For the availability, however, we scored pretty low in January: 92%. Well below the 97% target. This was caused by the cooling indicent we suffered on saturday 24th January. After shutting down PIC on saturday noon, we did not bring it up back again until monday morning. Here we see how fast the availability goes down on weekends :-)
With the LHC start around the corner, we should be definetely operating our full 24x7 now. As we see we are not quite there yet, so now it is time to think about the last step in the 24x7 journey (one could call it MoD-Phase3) that implements the required coverage for the critical services. First thing to do: ensure we have a proper definition of criticality.

Friday, 6 February 2009

When the user becomes the enemy

Our poor SRM service has been the victim of a couple of user attacks in the last days. The user is always an inocent scientist somewhere trying to do some HEP research, but at some point starts hammering our SRM with requests which overload the system. It happened to us on the 21st January with CMS, whose jobs suddenly started issuing recursive srmls due to a bug. This overloaded our SRM service so that it could not handle other requests properly. Another event happened at the beginning of this week, when an ATLAS user from Germany started requesting a single file at PIC thousands of times. This was also traced to be a bug in the ATLAS Grid job framework. Even if innocent victims, we still need to protect against these events. And as of today there is no clear way on how to do it. We will need to work on splitting the SRM servers among VOs as well as being able to limit requests to the server in some way.
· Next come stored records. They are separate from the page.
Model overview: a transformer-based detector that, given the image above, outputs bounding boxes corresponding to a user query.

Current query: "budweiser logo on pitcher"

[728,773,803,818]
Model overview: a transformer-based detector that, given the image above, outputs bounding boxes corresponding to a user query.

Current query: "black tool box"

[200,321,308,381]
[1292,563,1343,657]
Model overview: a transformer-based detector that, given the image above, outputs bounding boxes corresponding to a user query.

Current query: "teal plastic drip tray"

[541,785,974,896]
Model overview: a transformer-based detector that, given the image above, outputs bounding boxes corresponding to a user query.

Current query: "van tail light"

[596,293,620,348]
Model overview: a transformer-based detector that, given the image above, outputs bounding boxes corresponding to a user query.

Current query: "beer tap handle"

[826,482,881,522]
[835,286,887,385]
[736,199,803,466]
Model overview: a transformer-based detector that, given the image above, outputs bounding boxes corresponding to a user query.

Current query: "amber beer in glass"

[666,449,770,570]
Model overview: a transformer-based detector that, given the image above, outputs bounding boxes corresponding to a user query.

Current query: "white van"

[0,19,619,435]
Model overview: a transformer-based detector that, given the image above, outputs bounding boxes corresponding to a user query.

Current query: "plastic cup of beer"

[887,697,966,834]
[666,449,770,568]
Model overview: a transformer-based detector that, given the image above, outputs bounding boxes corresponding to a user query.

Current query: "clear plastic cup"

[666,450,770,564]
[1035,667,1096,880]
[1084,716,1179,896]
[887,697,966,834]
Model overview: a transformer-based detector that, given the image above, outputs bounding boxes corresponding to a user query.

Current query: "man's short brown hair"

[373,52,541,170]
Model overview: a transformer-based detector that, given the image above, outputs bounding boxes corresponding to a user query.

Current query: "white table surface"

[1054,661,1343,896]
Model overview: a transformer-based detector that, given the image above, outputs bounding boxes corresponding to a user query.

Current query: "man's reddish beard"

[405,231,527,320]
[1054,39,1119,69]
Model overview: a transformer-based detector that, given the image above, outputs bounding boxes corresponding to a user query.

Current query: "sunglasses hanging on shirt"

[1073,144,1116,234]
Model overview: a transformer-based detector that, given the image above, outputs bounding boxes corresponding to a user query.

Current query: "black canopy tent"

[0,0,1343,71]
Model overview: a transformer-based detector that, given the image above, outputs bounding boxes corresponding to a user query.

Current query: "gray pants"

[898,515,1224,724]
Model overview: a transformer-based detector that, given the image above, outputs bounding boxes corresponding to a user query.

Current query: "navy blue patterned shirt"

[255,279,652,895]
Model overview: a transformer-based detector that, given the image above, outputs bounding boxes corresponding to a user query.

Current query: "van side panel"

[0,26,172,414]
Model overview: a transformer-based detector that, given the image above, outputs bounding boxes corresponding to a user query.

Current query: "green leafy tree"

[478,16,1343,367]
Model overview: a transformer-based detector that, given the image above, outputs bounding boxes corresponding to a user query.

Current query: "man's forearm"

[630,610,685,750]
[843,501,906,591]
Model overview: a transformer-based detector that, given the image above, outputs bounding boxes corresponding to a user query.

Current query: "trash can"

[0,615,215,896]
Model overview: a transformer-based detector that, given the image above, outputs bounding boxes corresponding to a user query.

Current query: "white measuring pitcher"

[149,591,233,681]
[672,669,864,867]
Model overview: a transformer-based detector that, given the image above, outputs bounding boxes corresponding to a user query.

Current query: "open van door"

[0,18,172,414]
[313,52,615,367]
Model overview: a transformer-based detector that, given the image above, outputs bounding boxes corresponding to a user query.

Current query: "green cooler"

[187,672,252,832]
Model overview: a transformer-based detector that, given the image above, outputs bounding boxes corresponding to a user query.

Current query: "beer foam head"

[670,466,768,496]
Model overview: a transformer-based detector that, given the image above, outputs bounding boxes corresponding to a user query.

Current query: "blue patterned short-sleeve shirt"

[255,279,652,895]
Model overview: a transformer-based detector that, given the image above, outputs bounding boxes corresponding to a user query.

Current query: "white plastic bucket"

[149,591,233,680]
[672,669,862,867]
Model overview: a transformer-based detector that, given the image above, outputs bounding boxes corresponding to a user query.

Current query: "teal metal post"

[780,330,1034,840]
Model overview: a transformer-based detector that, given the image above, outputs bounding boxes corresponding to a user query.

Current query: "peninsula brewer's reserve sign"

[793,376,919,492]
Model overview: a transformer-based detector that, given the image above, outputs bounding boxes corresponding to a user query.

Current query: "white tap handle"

NFS, the batch killer, and the windy datacenter

Again, a long time since we do not post in this blog. This is not because nothing is going on here at PIC. On the contrary, too many things that let little time to write them down here.
Anyway, I will try now to briefly review the major issues we had in the last weeks. We had a couple of remarkable service problems. The first one, and most severe, affected the Computing service during Christmas. The problem started on the 19th December 2008, and it could not be fixed until the 12th January next year. The origin of the problem were LHCb and CMS jobs which were accessing to SQLite through NFS. This is known to be a bad practice since it can effectively hang the processes accessing NFS. This is what happened at PIC. The batch quickly filled up with hanged-unkillable jobs which in few days completely blocked the service. The batch master saw all of the WNs with high load, so could not deliver new jobs to run. We contacted back the experiments and asked them to stop using SQLite through NFS, but we also learnt useful lessons: we are missing very important monitoring.
The second problem arrived on saturday the 24th January around noon. There was a huge wind storm affecting the whole of Spain and the south of France. Among other incidences, this caused disruptions of the electric supply at the PIC building. The UPS system properly dealt with these short power cuts, but unfortunately the cooling system didn't. It stopped, and did not start back again automatically. The consequence was a fast temperature increase in the room. Fortunately, we could stop most of our servers gracefully so the restart on monday was quite smooth. In any case, more lessons learnt: more monitoring needed (a proper high level temperature alarm) and operational procedures in place, both for stopping the service asap and also for being able to start it back as soon as conditions are restablish. We should not forget we have to meet the MoU reliability metrics.